Sia fatta la… nostra volontà

Lo stesso discorso vale per tutte le richieste del Padre Nostro:

  • Possiamo dire «sia santificato il tuo nome» e poi bestemmiare, imprecare, parlare di Dio e di cose sacre invano, a vanvera?
  • Possiamo dire «venga il tuo regno», se in tutto quello che facciamo vogliamo essere noi i “re” e comandare, decidere, predisporre?
  • Possiamo dire «sia fatta la tua volontà, come in cielo così in terra» se ogni volta che un sacerdote prova a chiederci di vivere in modo cristiano ribattiamo con «qui il vangelo non c’entra!»?

In realtà – a parole – chiediamo un sacco di cose a Nostro Signore, ma – nella pratica – desideriamo e facciamo esattamente l’opposto!

Dovremmo riflettere prima di pregare: ci rendiamo conto che stiamo parlando con Dio e non con un assistente virtuale tipo Google Home, o Alexa o Siri?

Dio è una Persona, è nostro Padre! Voi andreste mai a chiedere un favore a vostro padre se l’aveste offeso pesantemente cinque minuti prima?!

Pregare è dialogare

Ecco perché importante non dimenticare il “prologo” del Padre Nostro:

«Pregando, non sprecate parole come i pagani: essi credono di venire ascoltati a forza di parole.

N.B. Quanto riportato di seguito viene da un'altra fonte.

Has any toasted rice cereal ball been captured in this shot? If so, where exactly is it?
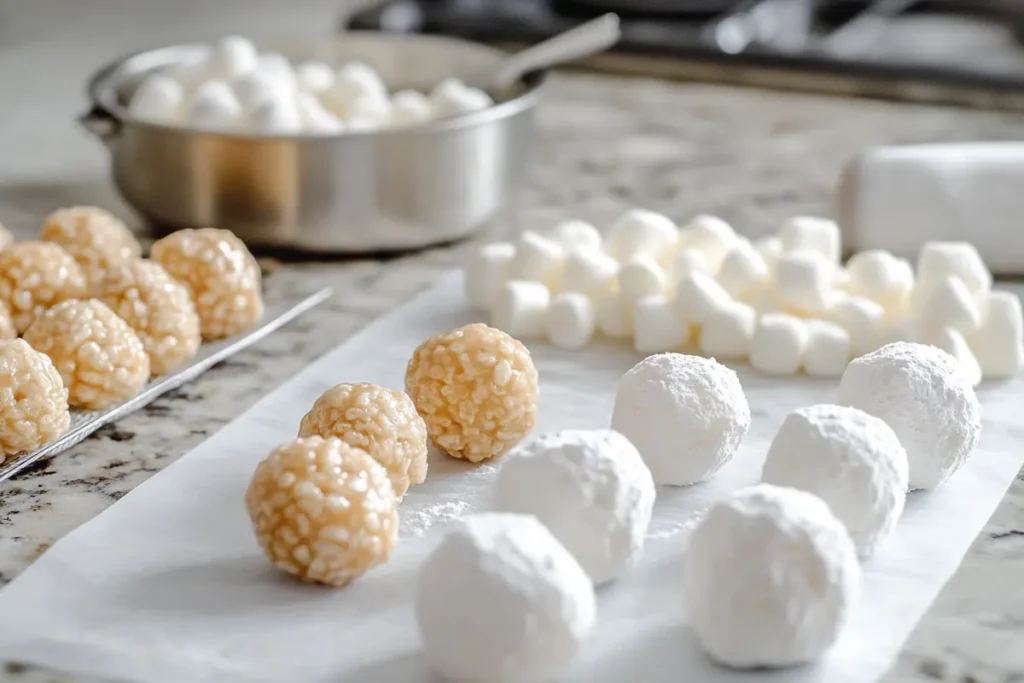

Non siate dunque come loro, perché il Padre vostro sa di quali cose avete bisogno prima ancora che gliele chiediate».

Le nostre preghiere sono tutte parole sprecate, perché – come dicevo poco sopra – diciamo una cosa ma ne pensiamo, desideriamo e facciamo un’altra (esattamente l’opposto); perciò, non solo sono sprecate, ma anche false!

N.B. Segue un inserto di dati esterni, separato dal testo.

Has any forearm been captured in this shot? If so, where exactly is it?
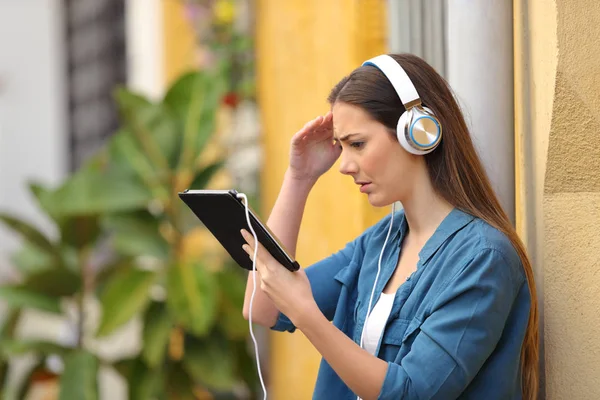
[267,168,315,257]
[244,172,314,327]
[297,312,388,400]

Pregare è fatto anche e soprattutto di ascolto, di silenzi, se no finiamo per fare la fine del fariseo fanfarone e presuntuoso della parabola (cfr Lc 18,9-14).

Parole di fuoco

In tal senso, penso che la prima lettura di oggi sia una buona introduzione al brano evangelico.

È un brano del libro sapienziale del Siracide, che riassume in pochi versetti le vicende dei profeti Elia ed Eliseo (le prime le abbiamo ascoltate nei giorni scorsi).

Di Elia il testo esordisce dicendo che «la sua parola bruciava come fiaccola». Questa affermazione non allude a dei “superpoteri” di cui il profeta era dotato, ma al fatto che ogni volta che apriva bocca il Signore lo ascoltava ed eseguiva quanto Gli chiedeva.

Questo non perché Dio fosse “asservito” ad Elia, ma perché quest’ultimo era davvero, in tutto e per tutto, e fino in fondo un “profeta“, ovvero uno che parlava sempre e solo a nome di Dio.

Infatti, il testo prosegue sottolineando spesso che la parola di Elia non era la sua, ma quella di Dio:

Per la parola del Signore chiuse il cielo
e così fece scendere per tre volte il fuoco…


Tu hai fatto sorgere un defunto dalla morte
e dagl’inferi, per la parola dell’Altissimo


Tu sul Sinai hai ascoltato parole di rimprovero,
sull’Oreb sentenze di condanna.

Pregare come i profeti

Per questo – se vogliamo pregare ed essere ascoltati – dobbiamo tutti diventare profeti.

Dobbiamo tutti mettere in pratica l’insegnamento di tanti Santi e Padri della Chiesa, che Dio ci ha fatto dono della parola per soli due motivi:

  1. parlare con Lui
  2. parlare di Lui.

Tutte le altre sono parole sprecate, e fuori luogo.